Professor Asher Cohen, President of the Hebrew University, celebrated this achievement while also voicing concerns about the current state of Israeli academia. His remarks come against a backdrop of strained relations with Education Minister and Chair of the Council for Higher Education, Yoav Kisch, and looming budget cuts. "The presence of three Israeli universities in the list of the world's top 100 universities is an extraordinary feat, especially in such a challenging and complex year. The Hebrew University's rise to 81st place in the most prestigious international ranking is a testament to our unwavering commitment to groundbreaking research and pursuit of excellence," Professor Cohen stated.

He added, "We're immensely proud of and grateful to our researchers and administrative staff. Their dedication to advancing excellent research persists daily, despite internal and external challenges, in an era where some segments of society view scientific truth and human progress as arbitrary occurrences. We remain steadfast in our role as the preeminent civilian institution for Jerusalem, a cornerstone for the State of Israel, and a source of international pride."

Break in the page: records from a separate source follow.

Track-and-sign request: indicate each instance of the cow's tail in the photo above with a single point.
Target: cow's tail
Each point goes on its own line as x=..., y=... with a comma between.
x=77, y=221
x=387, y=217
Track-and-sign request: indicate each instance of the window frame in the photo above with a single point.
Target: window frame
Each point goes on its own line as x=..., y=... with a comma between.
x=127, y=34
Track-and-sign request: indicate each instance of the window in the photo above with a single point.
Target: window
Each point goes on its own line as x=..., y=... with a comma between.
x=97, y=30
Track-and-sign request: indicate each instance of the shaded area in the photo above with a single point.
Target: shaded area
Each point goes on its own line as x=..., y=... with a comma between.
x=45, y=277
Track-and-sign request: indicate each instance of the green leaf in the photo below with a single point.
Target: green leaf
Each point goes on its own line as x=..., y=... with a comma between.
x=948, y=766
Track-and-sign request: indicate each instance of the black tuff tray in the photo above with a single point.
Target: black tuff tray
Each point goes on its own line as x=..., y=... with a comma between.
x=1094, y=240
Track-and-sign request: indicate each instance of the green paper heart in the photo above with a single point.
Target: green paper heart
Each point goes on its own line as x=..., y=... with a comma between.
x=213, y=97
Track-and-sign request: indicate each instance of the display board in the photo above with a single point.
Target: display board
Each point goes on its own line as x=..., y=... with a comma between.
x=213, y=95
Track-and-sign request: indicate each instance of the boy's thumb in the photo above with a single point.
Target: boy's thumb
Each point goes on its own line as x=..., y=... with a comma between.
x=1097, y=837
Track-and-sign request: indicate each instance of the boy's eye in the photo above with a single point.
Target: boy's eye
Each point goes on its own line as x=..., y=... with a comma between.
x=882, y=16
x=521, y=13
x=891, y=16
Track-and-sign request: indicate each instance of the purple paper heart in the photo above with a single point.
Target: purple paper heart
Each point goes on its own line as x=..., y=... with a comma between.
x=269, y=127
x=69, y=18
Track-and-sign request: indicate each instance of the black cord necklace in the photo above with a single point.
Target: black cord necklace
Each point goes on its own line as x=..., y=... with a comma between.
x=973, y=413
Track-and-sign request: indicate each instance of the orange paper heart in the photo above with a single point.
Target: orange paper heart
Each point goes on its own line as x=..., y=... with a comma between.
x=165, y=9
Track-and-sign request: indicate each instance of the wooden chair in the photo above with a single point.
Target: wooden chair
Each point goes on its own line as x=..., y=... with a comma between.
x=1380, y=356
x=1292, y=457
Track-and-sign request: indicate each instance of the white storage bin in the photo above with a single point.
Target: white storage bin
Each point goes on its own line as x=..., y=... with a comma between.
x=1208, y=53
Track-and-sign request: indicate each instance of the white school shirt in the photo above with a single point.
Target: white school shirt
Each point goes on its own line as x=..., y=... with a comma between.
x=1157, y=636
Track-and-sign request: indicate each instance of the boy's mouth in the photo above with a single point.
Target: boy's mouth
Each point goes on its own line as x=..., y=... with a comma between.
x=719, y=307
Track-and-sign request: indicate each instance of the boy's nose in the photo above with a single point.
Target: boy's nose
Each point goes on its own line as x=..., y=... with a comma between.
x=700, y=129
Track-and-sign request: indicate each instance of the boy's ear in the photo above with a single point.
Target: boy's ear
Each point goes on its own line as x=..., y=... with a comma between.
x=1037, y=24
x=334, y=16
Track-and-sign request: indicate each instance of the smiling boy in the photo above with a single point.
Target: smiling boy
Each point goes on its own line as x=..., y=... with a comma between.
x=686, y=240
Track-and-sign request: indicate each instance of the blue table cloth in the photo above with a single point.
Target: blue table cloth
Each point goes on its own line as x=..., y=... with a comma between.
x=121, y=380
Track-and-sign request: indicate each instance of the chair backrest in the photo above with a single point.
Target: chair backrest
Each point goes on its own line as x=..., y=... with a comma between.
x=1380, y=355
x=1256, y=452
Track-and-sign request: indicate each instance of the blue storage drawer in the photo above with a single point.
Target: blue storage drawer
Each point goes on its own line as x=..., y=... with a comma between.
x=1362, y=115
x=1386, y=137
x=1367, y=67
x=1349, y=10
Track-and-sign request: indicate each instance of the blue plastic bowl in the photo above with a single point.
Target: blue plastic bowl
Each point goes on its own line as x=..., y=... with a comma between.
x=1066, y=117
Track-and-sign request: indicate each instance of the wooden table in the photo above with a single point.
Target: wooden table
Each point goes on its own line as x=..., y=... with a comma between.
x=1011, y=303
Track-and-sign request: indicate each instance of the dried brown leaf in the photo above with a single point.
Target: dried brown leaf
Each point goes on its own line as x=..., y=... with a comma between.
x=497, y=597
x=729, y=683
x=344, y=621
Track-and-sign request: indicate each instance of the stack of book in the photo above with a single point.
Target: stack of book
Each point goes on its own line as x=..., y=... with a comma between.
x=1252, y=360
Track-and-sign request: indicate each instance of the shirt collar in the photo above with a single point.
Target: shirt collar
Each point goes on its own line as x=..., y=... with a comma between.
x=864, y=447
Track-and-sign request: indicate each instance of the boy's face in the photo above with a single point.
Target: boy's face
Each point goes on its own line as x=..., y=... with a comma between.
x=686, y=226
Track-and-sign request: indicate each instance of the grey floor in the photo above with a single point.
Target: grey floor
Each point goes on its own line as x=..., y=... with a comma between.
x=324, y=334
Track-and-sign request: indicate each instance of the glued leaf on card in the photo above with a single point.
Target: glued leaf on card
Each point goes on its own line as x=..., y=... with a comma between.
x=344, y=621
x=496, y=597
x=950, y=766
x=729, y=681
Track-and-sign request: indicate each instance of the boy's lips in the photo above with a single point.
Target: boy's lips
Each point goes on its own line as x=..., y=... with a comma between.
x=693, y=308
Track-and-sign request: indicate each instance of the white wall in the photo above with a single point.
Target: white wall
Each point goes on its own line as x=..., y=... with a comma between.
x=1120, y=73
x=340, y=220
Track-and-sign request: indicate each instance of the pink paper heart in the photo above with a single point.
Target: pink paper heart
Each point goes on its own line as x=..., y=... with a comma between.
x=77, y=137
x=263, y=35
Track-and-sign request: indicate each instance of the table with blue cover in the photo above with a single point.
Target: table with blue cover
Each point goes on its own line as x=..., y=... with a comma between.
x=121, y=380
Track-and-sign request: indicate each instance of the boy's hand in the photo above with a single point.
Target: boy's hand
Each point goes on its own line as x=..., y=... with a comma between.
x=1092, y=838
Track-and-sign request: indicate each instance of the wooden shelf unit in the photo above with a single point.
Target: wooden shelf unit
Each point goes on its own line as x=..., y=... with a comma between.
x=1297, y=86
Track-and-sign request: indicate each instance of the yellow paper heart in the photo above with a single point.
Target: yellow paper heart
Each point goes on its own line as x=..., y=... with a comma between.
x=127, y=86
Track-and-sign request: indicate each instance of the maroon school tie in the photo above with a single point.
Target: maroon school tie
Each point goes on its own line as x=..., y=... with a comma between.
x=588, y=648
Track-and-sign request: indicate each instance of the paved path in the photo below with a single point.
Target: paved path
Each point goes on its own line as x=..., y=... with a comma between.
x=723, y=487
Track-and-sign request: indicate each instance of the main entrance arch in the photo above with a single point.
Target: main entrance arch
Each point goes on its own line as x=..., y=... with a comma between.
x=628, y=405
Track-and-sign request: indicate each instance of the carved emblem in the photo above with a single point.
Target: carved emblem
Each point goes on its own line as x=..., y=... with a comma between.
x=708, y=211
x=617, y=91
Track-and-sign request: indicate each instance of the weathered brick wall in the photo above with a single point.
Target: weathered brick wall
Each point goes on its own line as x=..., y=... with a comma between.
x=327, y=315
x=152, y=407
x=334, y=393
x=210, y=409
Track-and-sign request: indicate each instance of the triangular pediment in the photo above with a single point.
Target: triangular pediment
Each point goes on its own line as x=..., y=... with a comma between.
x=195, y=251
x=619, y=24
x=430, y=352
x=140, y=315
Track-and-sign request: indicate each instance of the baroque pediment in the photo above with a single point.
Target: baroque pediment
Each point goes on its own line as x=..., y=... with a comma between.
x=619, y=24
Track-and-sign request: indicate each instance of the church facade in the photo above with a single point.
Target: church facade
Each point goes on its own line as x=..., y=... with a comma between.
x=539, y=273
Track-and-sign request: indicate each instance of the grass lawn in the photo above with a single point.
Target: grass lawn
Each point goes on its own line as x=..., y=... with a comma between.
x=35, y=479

Professor Uri Sivan, President of the Technion, echoed these sentiments: "Our consistent standing in the Shanghai Ranking reaffirms the Technion's position among the world's finest technological universities. The Technion, like its Israeli counterparts, competes on the global stage with universities that are often older, larger, and better-funded. Our success, even in this latest index summarizing 2023 – one of our most challenging years – is remarkable. The inclusion of three Israeli academic institutions in the world's top 100 universities list is a resounding endorsement of Israeli science and academia and a source of national pride."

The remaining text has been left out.